I`m new here, and new in the stats world, and i have several questions and need for help on how to proceed.

First, what i`m doing is try to predict an outcome, wich is named Phase in the picture here

What i`m doing is the follow:

1- for every column i`m changing the variables to a scale (EX: 1, 2, 3 etc) with no particular ranking. Question, should this matter i mean, which variable i use as a 1, and which i use as a 6, for example.

2- Im using R to create a model, but how do i know my model is good?

3- Is there any advice on how to proceed? how do i perfect my data so i can have a better model?

Thank you!


Ambassador to the humans
If you're using R then "changing variables to a scale" when there is no particular ranking is useless and potentially harmful. Just keep it as is. If you instead turn the variable into a factor (in R) then it will do the necessary stuff for you.

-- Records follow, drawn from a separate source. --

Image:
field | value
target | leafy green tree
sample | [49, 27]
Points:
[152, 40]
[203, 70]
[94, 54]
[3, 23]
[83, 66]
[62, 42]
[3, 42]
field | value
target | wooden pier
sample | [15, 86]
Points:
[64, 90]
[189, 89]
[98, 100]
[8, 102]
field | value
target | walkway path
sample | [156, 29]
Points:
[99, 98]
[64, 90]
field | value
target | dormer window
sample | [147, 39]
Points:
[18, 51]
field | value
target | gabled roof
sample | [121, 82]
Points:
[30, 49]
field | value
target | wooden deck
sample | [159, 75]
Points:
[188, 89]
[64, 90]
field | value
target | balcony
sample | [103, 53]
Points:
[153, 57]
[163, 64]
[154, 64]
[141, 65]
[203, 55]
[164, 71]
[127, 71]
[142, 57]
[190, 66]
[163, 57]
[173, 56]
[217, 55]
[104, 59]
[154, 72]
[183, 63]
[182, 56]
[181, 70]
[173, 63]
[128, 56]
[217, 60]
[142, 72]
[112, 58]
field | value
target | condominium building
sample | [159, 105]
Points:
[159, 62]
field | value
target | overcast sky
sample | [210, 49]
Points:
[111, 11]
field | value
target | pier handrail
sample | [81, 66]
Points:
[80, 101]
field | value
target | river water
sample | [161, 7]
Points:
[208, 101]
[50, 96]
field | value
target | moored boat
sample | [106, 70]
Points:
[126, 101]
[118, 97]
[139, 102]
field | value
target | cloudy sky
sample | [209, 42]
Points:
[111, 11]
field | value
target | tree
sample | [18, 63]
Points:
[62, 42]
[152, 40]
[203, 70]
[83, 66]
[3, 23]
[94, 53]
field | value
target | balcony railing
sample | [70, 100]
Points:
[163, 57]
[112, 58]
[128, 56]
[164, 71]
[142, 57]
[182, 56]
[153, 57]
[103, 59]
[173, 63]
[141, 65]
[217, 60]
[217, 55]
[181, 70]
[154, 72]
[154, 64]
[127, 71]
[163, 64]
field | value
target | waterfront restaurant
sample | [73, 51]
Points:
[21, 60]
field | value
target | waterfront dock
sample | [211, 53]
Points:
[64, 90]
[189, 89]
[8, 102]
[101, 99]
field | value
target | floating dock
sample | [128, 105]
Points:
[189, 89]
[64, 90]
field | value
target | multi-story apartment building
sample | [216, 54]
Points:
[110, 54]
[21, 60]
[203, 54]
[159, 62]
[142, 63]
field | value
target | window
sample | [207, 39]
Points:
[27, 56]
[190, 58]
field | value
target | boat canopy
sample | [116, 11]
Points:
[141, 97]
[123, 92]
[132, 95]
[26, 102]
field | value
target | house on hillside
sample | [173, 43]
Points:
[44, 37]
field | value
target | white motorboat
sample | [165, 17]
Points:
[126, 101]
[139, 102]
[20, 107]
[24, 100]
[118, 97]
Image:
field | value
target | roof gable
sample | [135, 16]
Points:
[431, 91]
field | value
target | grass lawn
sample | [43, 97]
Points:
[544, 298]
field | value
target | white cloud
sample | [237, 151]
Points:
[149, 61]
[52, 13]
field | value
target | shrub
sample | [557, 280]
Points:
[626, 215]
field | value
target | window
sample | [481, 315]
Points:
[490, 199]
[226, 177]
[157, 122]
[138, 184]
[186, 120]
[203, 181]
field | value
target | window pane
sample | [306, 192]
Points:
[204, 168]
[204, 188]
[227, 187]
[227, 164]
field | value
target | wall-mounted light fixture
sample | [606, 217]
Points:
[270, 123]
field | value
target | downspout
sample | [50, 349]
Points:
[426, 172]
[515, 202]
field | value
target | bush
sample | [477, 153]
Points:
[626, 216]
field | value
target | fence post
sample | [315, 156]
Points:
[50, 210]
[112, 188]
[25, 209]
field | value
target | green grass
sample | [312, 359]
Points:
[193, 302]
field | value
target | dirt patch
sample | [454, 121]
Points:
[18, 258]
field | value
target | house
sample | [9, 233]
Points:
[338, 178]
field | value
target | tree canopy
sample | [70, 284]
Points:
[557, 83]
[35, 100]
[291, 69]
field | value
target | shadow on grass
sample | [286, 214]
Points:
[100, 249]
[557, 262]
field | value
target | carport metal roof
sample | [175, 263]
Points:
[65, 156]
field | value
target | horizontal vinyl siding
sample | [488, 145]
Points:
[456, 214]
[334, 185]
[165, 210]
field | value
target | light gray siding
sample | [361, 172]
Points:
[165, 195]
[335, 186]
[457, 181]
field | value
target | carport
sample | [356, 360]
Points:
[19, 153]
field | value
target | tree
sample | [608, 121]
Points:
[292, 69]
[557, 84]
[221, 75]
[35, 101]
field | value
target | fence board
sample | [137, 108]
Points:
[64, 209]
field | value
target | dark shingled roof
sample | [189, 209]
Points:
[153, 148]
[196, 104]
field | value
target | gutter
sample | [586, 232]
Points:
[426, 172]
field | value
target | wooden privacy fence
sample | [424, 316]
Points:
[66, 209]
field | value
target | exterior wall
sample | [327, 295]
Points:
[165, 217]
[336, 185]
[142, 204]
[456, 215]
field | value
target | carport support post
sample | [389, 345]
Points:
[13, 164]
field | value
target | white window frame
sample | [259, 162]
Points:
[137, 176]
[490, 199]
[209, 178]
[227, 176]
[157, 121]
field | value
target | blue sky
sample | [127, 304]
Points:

When i use str command to chech the file i just loaded it shows me all my columns, except the one i`m trying to predict are Factors.

but when i use glm function it returns me the error:
Warning message: fitted probabilities numerically 0 or 1 occurred

and the summary is all wrong.
What should i do here?

Even if I change Phase to factor, it still returns me the warning message

But i don t think the warning message is the problem, the problem is when i run a summary from my regression it returns each of my variables a scale, and not each of my columns

Something like this:
Product.Fit.Level2. Low Fit 1.000
Product.Fit.Level3. Regular Fit 1.000
Product.Fit.Level4. High Fit 1.000
Product.Fit.Level5. Very High Fit 1.000
Product.Fit.LevelNo Info / doesn’t Know 1.000
Product.Fit.LevelNo Info / Old Account 1.000
Omega Contributor
We see from your link that Phase is 0 or 1, binary, and is your dependent variable correct?

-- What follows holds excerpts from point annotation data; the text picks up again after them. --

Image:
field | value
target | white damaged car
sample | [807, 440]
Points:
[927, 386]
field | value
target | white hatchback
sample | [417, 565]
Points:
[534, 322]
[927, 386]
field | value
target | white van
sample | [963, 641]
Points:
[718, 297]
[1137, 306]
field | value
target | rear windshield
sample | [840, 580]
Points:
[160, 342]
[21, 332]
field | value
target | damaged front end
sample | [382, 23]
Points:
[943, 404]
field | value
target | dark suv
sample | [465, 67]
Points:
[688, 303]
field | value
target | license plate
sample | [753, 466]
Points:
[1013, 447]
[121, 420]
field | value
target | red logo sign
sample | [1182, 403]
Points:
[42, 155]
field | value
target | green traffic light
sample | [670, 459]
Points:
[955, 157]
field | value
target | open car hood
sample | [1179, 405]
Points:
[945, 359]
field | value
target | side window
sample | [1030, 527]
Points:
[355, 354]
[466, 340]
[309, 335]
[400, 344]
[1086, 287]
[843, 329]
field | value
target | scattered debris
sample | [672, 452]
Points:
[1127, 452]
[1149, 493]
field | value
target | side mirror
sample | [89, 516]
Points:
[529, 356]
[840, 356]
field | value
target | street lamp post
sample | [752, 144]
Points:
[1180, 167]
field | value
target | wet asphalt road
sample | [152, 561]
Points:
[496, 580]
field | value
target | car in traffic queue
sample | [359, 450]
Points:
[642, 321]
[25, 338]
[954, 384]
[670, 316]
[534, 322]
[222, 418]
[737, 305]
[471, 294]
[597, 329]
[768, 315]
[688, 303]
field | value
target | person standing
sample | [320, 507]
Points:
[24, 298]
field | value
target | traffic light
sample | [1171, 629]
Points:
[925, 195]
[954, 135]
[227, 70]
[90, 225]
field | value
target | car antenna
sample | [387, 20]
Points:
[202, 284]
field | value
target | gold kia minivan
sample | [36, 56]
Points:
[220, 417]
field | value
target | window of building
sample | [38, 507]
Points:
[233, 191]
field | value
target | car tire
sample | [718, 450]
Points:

Which of the other variables are you adding to your model as independent variables?

Yes, Phase is binary and my dependent variable.

All the others, numbers and texts, are the ones i`m going to use as independent variables.

What would be the ideial way to proceed now?


Omega Contributor
Not overly familiar with R, but traditionally text fields can cause problems for software users. I may convert long test strings into categorical groups if possible (e.g., 1, 2, 3, 4,..,n). Other wise a program may treat each word/letter combination as its own unique category.
Good, but one thing i don`t understand is, if i change them to a number do the software interprets a variable, for example the number 4, as being better, or more, than a variable 1? or it doesnt matter since it is no assigning of weight to individuals variables to for their groups only ( i meant the columns)


Fortran must die
I don't know R in SAS you tell the software if the variable is categorical variable (in which case no level is higher than another and normally you are comparing a level to a reference level) or an interval variable in which case it is going to assume numbers are ordered. I am sure R has a similar system.

There is a lot to be said analytically to converting nominal independent variables into a series of dummy variables. When you have 7 unordered levels what is it really telling you to move from level 1 to 2 and 2 to 3? Even if they are ordered like likert data what that is telling you is subject to dispute (it depends on how you interpret the differences between each level substantively).

If you are new to statistics starting with logistic regression was brave :p My advice is to entirely ignore slopes and focus on the Odds Ratios.


Omega Contributor
You could also label them A, B, C, D,..,n. My recommendation was to just get away from those long strings, that you probably don't want to type into your code all of the time if running anything else.